Taste Vietnam and Cambodia

Take a distinctive culinary tour


Although the two countries are neighbors and their foods share many elements, the cooking in each country is distinctive. Whether it’s aboard Jahan, at fine city restaurants or our private dinners, eating local food on this journey is always a rewarding part of your experience. And you'll always have a choice of continental foods, as well. The result? You'll look forward to authentic mealtimes and culinary opportunities like these:

IN CAMBODIA:

Amok, a rich curry steam-cooked in banana leaves, is one of the staples of the national diet.

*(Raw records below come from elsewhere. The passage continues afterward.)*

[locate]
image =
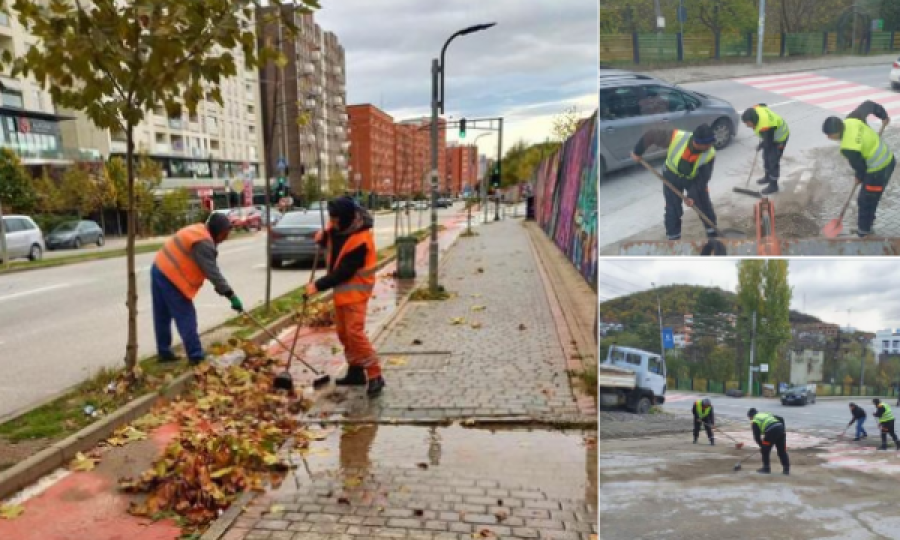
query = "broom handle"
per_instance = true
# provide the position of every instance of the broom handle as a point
(668, 184)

It can be prepared with chicken, fish, or a number of other ingredients.

Stir-fried morning glory, a nutritious leafy green vegetable dish

Prahok, a fish paste and a staple used to enhance the flavor of many dishes. We’ll see fish used to make prahok being farmed in the Tonle Sap River.

✓ A dessert soup made from lotus seeds.

IN VIETNAM:

✓ Vietnamese spring rolls (which you’ll also have the chance to make during your journey).

Pho, a noodle soup that can have many kinds of additional ingredients, that has become known and loved all over the world.

Banh xeo, a sizzling Vietnamese rice flour crepe, stuffed with bean sprouts, onions, chicken or pork.

✓ Green papaya salad, crunchy and delicious.